The dirtiest business on the Swiss property market
A stranger appears at the door. He wants the house, immediately, at a price that goes beyond any market comparison. The next day he comes back, this time with a suitcase. What sounds like a bad thriller is actually happening dozens of times on the Swiss property market. Behind it is a system that turns black money into concrete and drives up prices for everyone.
In the Swiss Mittelland region, one owner initially turned down the offer. The offer was far above the market price and he was suspicious of the buyer. A day later, the same man turned up at the door with cash, a mid-six-figure sum as a “deposit”. The owner became weak. The trail of this deal led directly into the milieu of a suspected Lucerne money laundering travel agency and to people with close links to an Albanian cocaine boss who has been in custody in Albania since autumn 2024.
The pattern is always the same
CH Media recently documented dubious property transactions from several cantons. The pattern repeats itself. Owners are approached directly, the purchase offers are massively inflated and the time pressure is enormous. Those who agree often find that the new owners immediately leave the property empty or sell it on at a much higher price. One flat in central Switzerland stands empty for over a year after such a deal, redeemed to an anonymous property company, the owner apparently in a position to leave an investment of over a million francs lying idle.
Illicit labour as a second money channel
It is not only drug money that flows into properties. Illicit money from the construction sector also ends up there. The pattern is ingenious. A criminal entrepreneur receives one million francs for a new building through the bank in the normal way. Thanks to illegal labour, the project only costs him 700,000 francs. He “hides” the remaining 300,000 francs with false invoices from bogus companies that issue fictitious receipts in return for a commission of around five per cent. These companies do not keep any accounts and are usually already bankrupt by the time the authorities enquire. The result is a profit of CHF 300,000 at the expense of the general public and construction workers.

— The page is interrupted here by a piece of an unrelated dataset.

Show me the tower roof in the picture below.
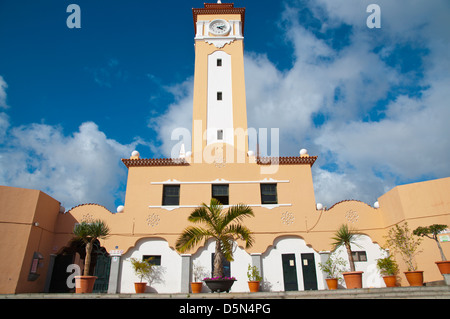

The market remains silent, the price rises
It is estimated that over a third of all money laundering cases worldwide are related to property transactions. Switzerland is considered particularly attractive internationally because the market is stable and regulation has long been patchy. Lawyer Fabian Teichmann, a money laundering expert, puts it in a nutshell: “If you’re smart, you’d rather buy four properties for five million each than one for 20 million. It’s less conspicuous.” The direct side effect is overpriced purchases that drive up prices for everyone.
The law is following suit, slowly
On 26 September 2025, the Swiss parliament passed a revision of the Anti-Money Laundering Act. Real estate agents are now also subject to due diligence obligations and must join a recognised self-regulatory organisation. The catch with this law is that transactions of less than five million francs remain outside the scope of the obligation. Entry into force is planned for the second half of 2026. Anyone who buys four properties worth four million each today will remain under the radar for the time being.